PE (Positional Encoding): Common in transformer architectures, this helps the model understand where in the sequence (or the image space) certain features lie.
2. Embedding and Modulation (MLP Emb & Modulation)
The MLP Emb. block transforms the encoded prompt into a higher-dimensional space, making it easier for the network to extract useful features from the data. This embedding step could take the prompt’s semantics and break it down into numerical representations of abstract features (e.g., “a red sunset” might break down into numerical vectors representing “color,” “time of day,” etc.).
Modulation adjusts the image feature maps or embeddings dynamically based on the input prompt. This helps the network apply specific features or adjustments, such as style, color, or texture, in alignment with the user prompt. It ensures that the network is conditioned on the input prompt as it processes the data.
3. DoubleStream Block (Early Feature Extraction)
The DoubleStream Block likely handles initial feature extraction and processing. It may be responsible for processing different aspects of the image or prompt in parallel streams.
One stream might focus on spatial features (e.g., edges, shapes), while the other might focus on texture or color.
These streams help the model capture multiple facets of the input data simultaneously, which is useful for generating coherent and detailed images from a prompt.
After this block, there’s a Cat (concatenation) operation, which fuses the outputs of the double streams, bringing together all the extracted features for further processing.
4. SingleStream Block (Detailed Feature Processing)
The SingleStream Block refines and processes the combined features. By now, the network has an intermediate representation of the prompt and its related features, and this block helps smooth out inconsistencies or add more nuance to the data.
The Conv1D layers within the SingleStream Block suggest that sequential or spatial information is being processed. For instance, in image generation, this could correspond to generating finer details along pixel sequences (or in time series, if applicable).

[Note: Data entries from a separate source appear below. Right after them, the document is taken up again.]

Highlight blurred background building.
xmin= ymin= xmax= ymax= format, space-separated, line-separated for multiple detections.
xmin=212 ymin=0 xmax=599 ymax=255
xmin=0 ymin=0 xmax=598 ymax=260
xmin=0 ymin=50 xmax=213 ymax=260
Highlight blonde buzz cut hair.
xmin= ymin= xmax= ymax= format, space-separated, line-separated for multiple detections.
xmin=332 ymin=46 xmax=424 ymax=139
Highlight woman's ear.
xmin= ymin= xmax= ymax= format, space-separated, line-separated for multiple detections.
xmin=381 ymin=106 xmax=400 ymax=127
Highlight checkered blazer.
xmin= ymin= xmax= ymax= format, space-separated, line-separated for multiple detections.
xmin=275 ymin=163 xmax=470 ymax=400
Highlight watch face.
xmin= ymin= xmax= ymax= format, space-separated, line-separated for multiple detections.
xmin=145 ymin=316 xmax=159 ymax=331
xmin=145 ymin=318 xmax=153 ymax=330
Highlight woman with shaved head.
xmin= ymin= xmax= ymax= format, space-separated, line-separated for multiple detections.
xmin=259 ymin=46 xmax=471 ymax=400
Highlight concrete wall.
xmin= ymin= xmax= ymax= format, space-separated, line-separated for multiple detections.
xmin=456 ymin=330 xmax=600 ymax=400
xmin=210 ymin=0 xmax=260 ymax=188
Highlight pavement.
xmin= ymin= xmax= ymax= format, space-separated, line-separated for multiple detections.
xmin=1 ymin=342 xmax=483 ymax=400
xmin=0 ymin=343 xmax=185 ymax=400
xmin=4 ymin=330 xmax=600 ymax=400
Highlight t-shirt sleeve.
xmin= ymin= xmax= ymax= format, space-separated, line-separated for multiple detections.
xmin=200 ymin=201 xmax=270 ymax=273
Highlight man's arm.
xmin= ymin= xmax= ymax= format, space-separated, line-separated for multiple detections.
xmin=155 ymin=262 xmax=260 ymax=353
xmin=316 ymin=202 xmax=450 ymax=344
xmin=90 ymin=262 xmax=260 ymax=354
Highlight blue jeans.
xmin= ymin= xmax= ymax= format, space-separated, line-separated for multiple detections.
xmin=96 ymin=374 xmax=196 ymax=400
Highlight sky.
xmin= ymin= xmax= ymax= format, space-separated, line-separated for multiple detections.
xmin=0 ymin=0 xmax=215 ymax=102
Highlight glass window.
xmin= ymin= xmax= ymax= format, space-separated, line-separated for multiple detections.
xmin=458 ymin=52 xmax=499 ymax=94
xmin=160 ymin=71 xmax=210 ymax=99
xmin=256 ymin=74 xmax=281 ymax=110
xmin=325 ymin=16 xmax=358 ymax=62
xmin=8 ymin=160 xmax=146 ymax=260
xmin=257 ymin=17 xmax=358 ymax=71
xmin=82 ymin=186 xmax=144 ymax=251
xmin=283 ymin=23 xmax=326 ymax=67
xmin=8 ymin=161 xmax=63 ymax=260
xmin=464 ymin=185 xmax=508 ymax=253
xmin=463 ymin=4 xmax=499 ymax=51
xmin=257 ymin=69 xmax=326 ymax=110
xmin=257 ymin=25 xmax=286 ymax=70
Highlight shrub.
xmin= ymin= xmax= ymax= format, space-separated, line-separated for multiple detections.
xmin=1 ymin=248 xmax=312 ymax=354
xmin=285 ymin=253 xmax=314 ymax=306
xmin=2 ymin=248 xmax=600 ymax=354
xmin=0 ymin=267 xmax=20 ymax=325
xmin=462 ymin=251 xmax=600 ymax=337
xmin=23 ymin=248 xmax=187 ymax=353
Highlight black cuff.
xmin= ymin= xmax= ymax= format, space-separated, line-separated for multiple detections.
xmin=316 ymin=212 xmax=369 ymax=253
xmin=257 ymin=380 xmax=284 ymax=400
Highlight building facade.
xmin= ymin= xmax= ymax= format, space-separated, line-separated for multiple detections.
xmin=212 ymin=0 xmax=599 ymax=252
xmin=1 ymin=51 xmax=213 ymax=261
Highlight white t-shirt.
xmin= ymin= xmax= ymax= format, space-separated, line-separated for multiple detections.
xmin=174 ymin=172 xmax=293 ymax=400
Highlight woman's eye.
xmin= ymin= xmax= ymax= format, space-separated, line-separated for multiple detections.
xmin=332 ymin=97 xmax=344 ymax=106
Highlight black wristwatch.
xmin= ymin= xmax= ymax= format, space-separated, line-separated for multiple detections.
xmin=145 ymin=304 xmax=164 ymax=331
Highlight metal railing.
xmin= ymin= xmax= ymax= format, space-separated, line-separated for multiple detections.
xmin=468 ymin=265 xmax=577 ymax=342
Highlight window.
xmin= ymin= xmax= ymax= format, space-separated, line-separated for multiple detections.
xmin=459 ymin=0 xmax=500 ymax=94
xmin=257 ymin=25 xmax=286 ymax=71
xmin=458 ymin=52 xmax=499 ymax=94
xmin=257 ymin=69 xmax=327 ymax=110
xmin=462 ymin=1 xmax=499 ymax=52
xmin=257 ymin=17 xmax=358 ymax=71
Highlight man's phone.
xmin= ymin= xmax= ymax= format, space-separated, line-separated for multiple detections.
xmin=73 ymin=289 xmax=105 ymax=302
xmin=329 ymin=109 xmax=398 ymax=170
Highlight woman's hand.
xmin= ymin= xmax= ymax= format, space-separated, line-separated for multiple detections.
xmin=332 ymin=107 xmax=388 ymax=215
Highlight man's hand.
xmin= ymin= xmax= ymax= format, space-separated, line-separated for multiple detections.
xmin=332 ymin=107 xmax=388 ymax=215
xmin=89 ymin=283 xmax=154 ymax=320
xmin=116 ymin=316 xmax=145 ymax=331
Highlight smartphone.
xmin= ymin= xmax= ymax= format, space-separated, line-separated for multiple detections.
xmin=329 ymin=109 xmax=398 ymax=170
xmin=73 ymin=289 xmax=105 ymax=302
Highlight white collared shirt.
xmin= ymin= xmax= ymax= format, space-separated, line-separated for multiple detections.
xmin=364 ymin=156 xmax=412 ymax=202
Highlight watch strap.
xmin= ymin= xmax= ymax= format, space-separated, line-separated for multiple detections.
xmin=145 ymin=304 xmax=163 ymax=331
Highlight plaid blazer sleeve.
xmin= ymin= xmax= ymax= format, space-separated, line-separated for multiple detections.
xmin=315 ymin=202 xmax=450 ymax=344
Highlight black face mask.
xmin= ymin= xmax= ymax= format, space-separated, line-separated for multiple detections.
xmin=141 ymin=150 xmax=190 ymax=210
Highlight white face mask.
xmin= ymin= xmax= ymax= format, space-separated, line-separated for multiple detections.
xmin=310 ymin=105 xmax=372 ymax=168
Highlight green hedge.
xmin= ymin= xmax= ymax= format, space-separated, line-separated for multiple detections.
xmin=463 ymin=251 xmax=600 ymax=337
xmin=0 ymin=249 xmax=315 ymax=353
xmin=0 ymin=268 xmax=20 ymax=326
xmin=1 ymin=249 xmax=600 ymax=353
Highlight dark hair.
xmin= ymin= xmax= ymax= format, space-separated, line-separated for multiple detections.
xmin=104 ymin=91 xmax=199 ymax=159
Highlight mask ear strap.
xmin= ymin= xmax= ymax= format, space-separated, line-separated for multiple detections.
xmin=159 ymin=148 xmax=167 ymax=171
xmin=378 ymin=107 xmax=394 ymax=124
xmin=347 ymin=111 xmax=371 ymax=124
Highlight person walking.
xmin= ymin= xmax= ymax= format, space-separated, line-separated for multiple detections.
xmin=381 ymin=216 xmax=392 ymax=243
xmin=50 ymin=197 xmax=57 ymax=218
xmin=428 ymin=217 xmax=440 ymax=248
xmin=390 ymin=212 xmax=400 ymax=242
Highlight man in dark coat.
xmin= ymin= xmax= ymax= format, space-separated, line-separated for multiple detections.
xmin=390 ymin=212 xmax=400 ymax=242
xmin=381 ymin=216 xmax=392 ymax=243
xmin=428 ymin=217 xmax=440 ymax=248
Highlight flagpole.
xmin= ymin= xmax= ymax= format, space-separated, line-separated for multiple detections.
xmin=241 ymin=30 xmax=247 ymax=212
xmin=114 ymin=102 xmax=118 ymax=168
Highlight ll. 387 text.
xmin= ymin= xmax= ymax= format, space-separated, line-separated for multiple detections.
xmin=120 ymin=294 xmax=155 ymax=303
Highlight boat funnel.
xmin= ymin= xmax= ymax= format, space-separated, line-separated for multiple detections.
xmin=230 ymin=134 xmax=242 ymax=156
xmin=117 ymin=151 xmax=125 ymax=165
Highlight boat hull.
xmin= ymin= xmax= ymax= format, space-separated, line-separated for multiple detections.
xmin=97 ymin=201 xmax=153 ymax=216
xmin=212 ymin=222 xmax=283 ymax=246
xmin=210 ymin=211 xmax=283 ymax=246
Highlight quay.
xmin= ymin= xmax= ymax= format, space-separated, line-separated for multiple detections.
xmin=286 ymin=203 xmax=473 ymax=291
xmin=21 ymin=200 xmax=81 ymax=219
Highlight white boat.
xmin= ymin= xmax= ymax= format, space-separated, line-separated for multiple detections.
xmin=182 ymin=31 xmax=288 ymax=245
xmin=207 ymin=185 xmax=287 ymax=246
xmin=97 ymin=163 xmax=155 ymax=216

LayerNorm and GELU (Gaussian Error Linear Unit) ensure stability and efficiency during training, helping the network learn better representations without becoming unstable.
5. Attention Mechanism (QKNorm and CA Blocks)
The QKNorm block indicates that some form of attention mechanism might be at play here. In typical models like transformers, Q-K-V (Query-Key-Value) attention is used to focus the model on important parts of the input while ignoring irrelevant details.
For image generation, this could mean paying special attention to certain parts of the image that are highly relevant to the prompt. For example, if the prompt is “a red car in a green field,” the network might attend to the car and the field more than the sky.
CA (Concatenation) blocks in this context could be combining information from different stages or attention heads, allowing the network to integrate insights from multiple parts of the image.
6. Final Layers (LastLayer)
The LastLayer is where all the processed information is aggregated and passed through final transformations to produce the final image.
After the detailed features have been refined, combined, and processed by the earlier blocks, the output might pass through fully connected layers or another type of decoder that translates these processed features back into the pixel space, creating the final image based on the input prompt.
7. Output (Generated Image)
The network outputs an image that reflects the prompt given. If this architecture is designed for image generation, the layers transform the abstract features (derived from the input prompt) into a coherent and detailed image.
Depending on the task, this final output could be high-dimensional (like an image matrix) or could involve probabilities and further post-processing to map latent features back to the pixel space.